Ad esempio, l’aeroporto internazionale di Bole in Etiopia, importante snodo per il contrabbando di prodotti estrattivi, fauna selvatica, esseri umani e droga, gestisce ogni anno oltre 24 milioni di passeggeri, 100mila voli, 50 milioni di bagagli e circa 226mila tonnellate di merci. Eppure, non dispone di sufficienti attrezzature di controllo, personale e cani antidroga.

Il porto sudafricano di Durban, noto per la sua inefficienza, la corruzione e il traffico di droga, gestisce circa il 60% del traffico container del Sudafrica: 2,9 milioni di unità all’anno. Solo una piccola parte di essi può essere facilmente scansionata o perquisita.

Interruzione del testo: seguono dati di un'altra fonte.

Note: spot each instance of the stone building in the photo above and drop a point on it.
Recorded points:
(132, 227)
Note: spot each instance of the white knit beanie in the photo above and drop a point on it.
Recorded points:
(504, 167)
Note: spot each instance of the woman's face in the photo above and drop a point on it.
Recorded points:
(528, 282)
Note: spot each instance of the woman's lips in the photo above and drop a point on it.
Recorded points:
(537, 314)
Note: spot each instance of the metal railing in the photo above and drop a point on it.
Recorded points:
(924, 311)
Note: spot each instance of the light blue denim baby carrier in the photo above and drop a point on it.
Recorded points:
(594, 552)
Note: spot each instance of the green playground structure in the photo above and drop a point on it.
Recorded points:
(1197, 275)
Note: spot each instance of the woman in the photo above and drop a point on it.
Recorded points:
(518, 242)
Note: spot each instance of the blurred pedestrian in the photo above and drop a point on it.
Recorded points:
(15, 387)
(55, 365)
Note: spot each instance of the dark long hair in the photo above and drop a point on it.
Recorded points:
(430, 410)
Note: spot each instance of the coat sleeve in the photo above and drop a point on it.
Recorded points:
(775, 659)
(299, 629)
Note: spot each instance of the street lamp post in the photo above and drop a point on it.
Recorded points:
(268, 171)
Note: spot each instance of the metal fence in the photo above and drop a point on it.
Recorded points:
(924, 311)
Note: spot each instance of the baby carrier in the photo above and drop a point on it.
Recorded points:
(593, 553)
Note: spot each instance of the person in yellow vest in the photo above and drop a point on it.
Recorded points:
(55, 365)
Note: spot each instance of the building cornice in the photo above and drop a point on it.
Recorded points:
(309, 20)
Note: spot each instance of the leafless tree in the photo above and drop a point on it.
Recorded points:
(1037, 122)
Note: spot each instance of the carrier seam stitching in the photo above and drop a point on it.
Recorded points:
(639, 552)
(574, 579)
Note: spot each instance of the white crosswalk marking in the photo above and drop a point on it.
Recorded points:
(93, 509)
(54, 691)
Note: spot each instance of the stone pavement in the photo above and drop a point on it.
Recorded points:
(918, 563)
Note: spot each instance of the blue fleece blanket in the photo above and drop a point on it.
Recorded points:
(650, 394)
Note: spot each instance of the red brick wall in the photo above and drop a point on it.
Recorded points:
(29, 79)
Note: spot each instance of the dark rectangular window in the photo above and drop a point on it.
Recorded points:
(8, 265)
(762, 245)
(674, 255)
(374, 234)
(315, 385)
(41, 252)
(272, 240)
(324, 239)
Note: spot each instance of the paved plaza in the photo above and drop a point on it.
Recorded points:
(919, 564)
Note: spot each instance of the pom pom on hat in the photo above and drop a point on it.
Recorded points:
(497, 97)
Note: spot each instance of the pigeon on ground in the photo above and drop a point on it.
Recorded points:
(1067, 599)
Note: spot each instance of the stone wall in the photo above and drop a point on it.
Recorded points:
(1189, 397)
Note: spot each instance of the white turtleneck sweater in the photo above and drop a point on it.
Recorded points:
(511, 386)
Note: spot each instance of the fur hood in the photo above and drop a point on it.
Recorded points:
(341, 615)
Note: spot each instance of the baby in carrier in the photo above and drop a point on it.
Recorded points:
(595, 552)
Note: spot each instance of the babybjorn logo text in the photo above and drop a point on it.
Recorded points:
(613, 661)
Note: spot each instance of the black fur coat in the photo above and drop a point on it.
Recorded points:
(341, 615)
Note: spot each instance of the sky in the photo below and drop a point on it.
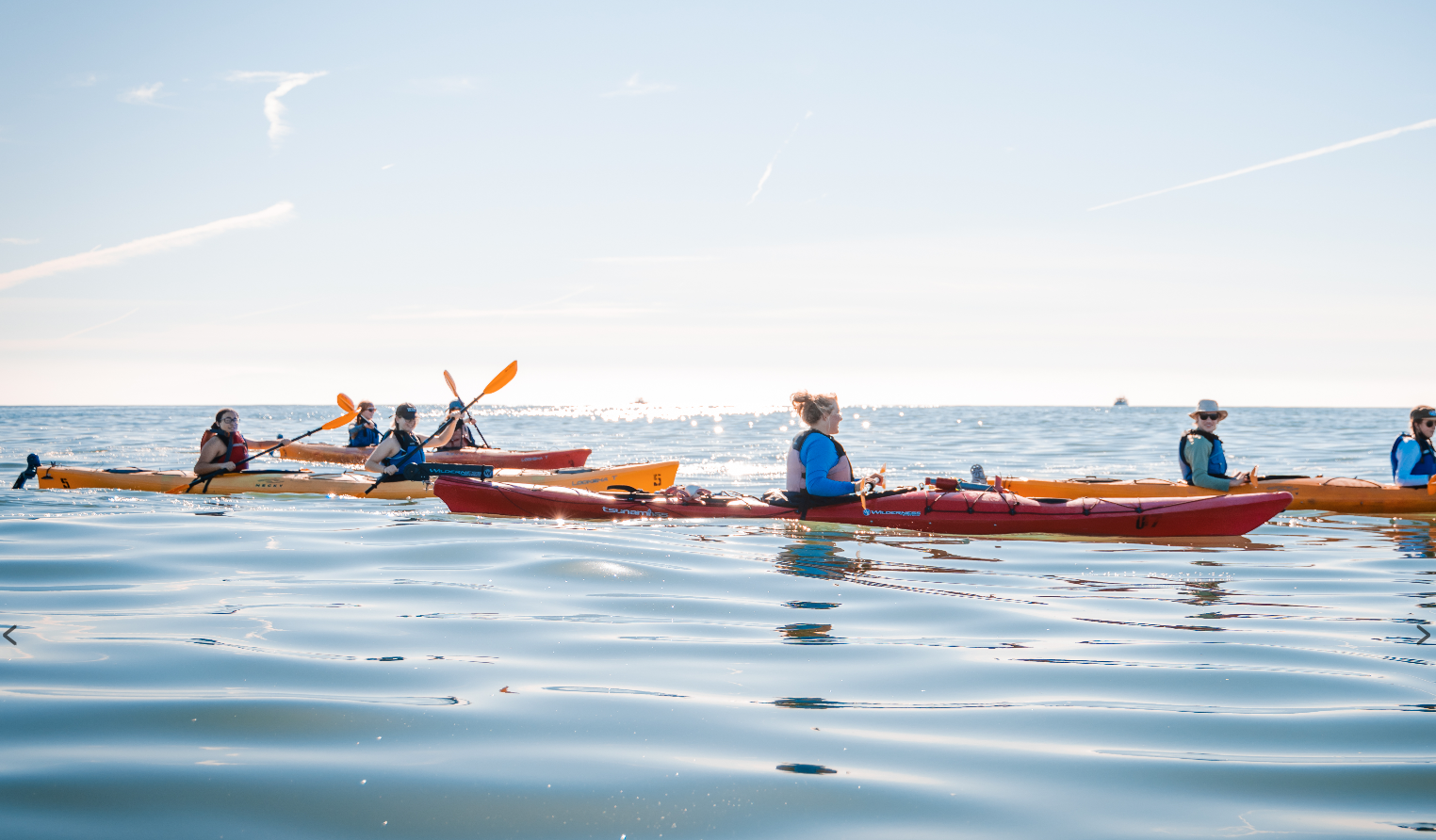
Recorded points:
(902, 202)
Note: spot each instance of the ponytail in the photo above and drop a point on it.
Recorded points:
(813, 408)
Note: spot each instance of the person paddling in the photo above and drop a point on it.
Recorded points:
(817, 464)
(222, 448)
(364, 432)
(1413, 460)
(461, 435)
(400, 446)
(1200, 454)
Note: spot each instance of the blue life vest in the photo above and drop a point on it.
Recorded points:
(1216, 465)
(411, 451)
(1427, 465)
(362, 434)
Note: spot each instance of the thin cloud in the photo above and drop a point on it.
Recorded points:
(635, 88)
(99, 325)
(142, 95)
(646, 259)
(1369, 138)
(147, 246)
(273, 108)
(769, 171)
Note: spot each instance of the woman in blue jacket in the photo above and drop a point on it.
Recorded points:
(1413, 461)
(817, 464)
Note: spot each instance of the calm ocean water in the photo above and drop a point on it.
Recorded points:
(293, 667)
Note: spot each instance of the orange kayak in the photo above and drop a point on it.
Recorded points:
(488, 457)
(1351, 495)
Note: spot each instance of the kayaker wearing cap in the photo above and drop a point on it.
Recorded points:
(364, 432)
(222, 446)
(817, 464)
(461, 435)
(1413, 461)
(400, 446)
(1200, 454)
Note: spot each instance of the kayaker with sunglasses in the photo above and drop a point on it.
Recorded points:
(364, 432)
(400, 446)
(1200, 454)
(222, 448)
(1413, 460)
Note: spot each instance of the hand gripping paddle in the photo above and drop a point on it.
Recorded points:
(342, 420)
(454, 391)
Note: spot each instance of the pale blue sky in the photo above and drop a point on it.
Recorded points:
(575, 186)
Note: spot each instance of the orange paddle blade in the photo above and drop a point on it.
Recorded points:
(340, 421)
(504, 378)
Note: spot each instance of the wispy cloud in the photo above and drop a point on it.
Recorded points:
(273, 108)
(1369, 138)
(769, 171)
(646, 259)
(99, 325)
(142, 95)
(635, 88)
(148, 246)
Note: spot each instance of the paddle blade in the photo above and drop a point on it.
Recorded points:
(504, 378)
(340, 421)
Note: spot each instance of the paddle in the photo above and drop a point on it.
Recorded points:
(504, 378)
(454, 391)
(350, 413)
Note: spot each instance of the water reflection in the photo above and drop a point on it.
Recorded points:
(808, 635)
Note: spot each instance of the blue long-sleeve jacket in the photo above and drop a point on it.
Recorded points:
(819, 456)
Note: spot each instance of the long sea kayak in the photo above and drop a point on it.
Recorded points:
(504, 459)
(55, 477)
(920, 510)
(1351, 495)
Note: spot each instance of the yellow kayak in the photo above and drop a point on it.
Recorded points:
(1351, 495)
(641, 476)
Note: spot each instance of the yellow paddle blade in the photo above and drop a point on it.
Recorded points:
(504, 378)
(340, 421)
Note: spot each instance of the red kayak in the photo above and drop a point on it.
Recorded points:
(503, 459)
(920, 510)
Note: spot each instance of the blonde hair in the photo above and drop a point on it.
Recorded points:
(813, 407)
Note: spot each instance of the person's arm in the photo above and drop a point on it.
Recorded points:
(211, 448)
(385, 448)
(819, 456)
(1198, 453)
(1408, 456)
(443, 437)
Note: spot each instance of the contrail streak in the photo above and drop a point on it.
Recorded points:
(769, 171)
(1291, 160)
(148, 244)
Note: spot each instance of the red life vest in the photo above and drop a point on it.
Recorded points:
(237, 451)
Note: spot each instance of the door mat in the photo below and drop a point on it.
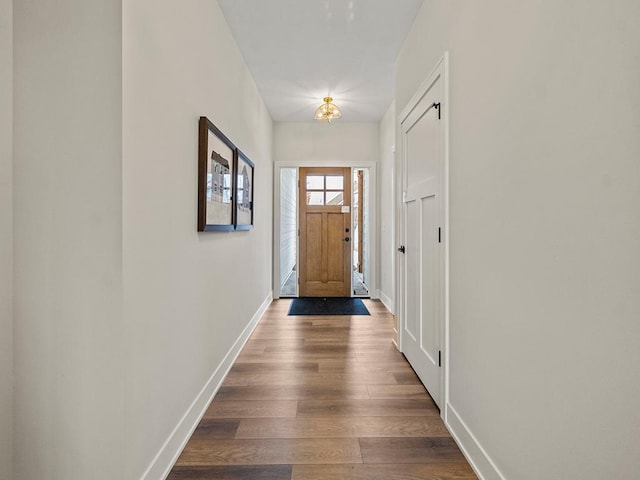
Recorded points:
(327, 306)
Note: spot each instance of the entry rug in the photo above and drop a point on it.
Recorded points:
(327, 306)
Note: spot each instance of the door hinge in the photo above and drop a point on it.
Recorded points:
(437, 107)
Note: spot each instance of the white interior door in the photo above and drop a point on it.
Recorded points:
(423, 221)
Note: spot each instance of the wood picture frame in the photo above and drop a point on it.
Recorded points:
(243, 192)
(216, 179)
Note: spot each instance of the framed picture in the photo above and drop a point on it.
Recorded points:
(216, 162)
(243, 188)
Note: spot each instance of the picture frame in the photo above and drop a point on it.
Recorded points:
(216, 179)
(243, 191)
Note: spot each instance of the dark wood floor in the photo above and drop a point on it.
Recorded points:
(324, 397)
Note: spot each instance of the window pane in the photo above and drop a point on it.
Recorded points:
(335, 198)
(335, 183)
(315, 182)
(315, 198)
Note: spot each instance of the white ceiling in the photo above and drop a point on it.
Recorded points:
(300, 51)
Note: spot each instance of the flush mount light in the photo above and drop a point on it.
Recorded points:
(328, 111)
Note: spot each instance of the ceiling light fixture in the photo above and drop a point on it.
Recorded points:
(328, 111)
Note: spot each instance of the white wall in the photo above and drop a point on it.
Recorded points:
(67, 240)
(288, 221)
(545, 228)
(387, 204)
(187, 296)
(6, 240)
(321, 143)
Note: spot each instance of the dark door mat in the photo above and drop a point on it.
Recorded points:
(327, 306)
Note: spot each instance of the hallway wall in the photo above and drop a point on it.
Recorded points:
(6, 239)
(320, 143)
(68, 240)
(545, 228)
(188, 296)
(387, 201)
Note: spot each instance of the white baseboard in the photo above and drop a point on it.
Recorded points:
(386, 301)
(471, 448)
(169, 452)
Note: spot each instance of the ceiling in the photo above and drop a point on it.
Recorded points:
(300, 51)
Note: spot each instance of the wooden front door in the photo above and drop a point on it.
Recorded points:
(325, 233)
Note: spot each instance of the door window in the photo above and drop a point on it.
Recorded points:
(325, 190)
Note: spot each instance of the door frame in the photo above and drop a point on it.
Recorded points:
(441, 70)
(373, 215)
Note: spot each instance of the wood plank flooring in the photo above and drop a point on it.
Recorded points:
(322, 398)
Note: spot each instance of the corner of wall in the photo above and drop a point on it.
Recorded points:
(475, 454)
(6, 239)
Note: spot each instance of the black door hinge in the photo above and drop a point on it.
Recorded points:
(437, 107)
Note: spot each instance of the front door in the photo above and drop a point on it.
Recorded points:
(423, 218)
(325, 234)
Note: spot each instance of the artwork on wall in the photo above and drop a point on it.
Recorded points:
(216, 162)
(243, 192)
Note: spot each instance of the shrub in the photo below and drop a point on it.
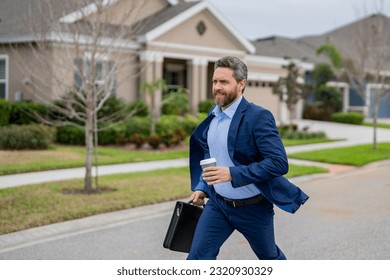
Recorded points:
(23, 137)
(139, 125)
(189, 123)
(351, 118)
(138, 108)
(71, 135)
(154, 141)
(176, 103)
(137, 139)
(5, 112)
(317, 111)
(111, 135)
(205, 106)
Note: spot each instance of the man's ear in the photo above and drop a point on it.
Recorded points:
(241, 85)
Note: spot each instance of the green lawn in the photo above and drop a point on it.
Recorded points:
(356, 155)
(74, 156)
(42, 204)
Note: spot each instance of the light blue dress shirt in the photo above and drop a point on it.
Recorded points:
(217, 142)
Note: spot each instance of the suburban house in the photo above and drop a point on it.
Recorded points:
(144, 41)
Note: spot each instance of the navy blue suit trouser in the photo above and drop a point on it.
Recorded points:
(218, 221)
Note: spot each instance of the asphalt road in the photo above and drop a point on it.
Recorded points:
(346, 218)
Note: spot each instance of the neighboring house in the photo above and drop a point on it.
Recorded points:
(346, 39)
(178, 41)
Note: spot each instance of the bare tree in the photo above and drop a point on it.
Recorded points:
(78, 56)
(367, 67)
(290, 90)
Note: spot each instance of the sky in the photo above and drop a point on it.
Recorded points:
(294, 18)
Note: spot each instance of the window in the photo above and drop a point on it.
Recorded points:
(3, 77)
(105, 74)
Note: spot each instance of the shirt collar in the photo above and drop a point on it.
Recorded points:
(229, 110)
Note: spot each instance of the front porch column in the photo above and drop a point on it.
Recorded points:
(152, 71)
(197, 82)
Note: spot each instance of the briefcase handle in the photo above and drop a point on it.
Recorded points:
(190, 202)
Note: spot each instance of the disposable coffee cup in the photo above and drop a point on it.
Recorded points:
(208, 162)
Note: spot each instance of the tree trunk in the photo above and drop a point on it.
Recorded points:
(89, 144)
(375, 122)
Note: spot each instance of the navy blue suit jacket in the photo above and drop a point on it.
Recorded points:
(255, 147)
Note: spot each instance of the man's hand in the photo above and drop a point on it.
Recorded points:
(198, 198)
(216, 174)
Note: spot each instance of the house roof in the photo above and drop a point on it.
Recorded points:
(16, 18)
(345, 39)
(173, 16)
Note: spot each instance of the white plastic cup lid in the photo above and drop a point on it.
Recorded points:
(208, 161)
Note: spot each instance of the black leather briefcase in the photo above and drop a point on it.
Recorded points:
(181, 229)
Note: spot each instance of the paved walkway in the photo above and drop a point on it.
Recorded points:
(346, 217)
(352, 134)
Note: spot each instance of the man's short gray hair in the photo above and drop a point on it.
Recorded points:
(240, 71)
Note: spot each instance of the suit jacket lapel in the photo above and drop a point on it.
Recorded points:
(233, 130)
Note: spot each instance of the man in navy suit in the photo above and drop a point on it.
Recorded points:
(248, 179)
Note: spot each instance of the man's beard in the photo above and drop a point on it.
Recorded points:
(228, 99)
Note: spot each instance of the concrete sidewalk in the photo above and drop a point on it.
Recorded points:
(344, 195)
(352, 135)
(346, 218)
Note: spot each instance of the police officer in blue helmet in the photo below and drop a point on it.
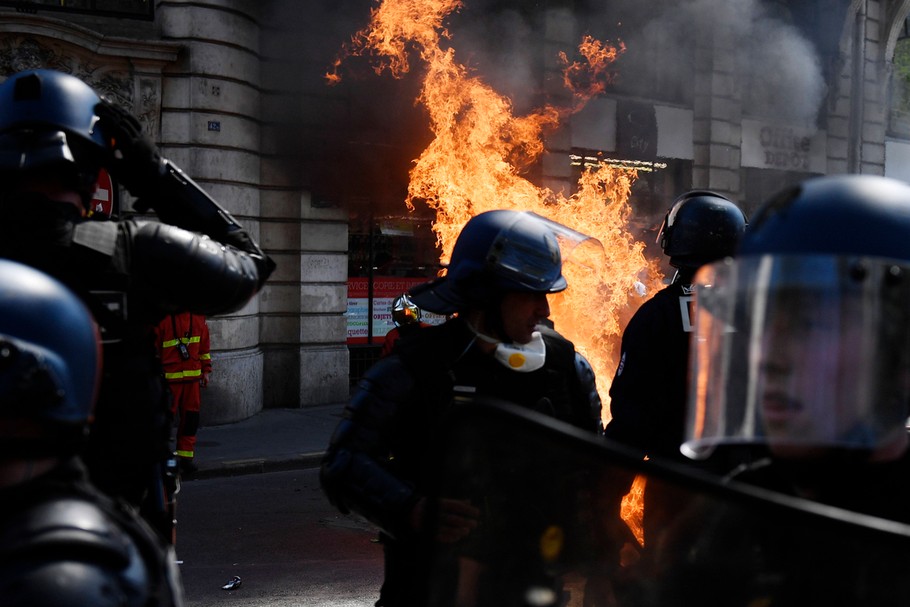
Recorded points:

Africa orientale in maglia nera

Questo report conferma e analizza i dati dell’indice ENACT, uno strumento che misura e valuta i livelli di criminalità organizzata nel continente. Secondo tale parametro (dati relativi al 2023) l’Africa orientale è la regione con il punteggio più alto del continente per la criminalità complessiva (5,88), seguita dall’Africa occidentale (5,44).

Inoltre, si colloca tra le prime cinque regioni al mondo per criminalità organizzata.

In quell’elenco è risultato il Kenya quello con la media più alta in termini di criminalità (7,02) e una media di resilienza inferiore (5,33). Al quarto posto su 54 paesi del continente e, a livello mondiale, al 16° posto su 194 e questo nonostante questo paese sia dotato di quadri normativi e istituzionali per affrontare la criminalità organizzata.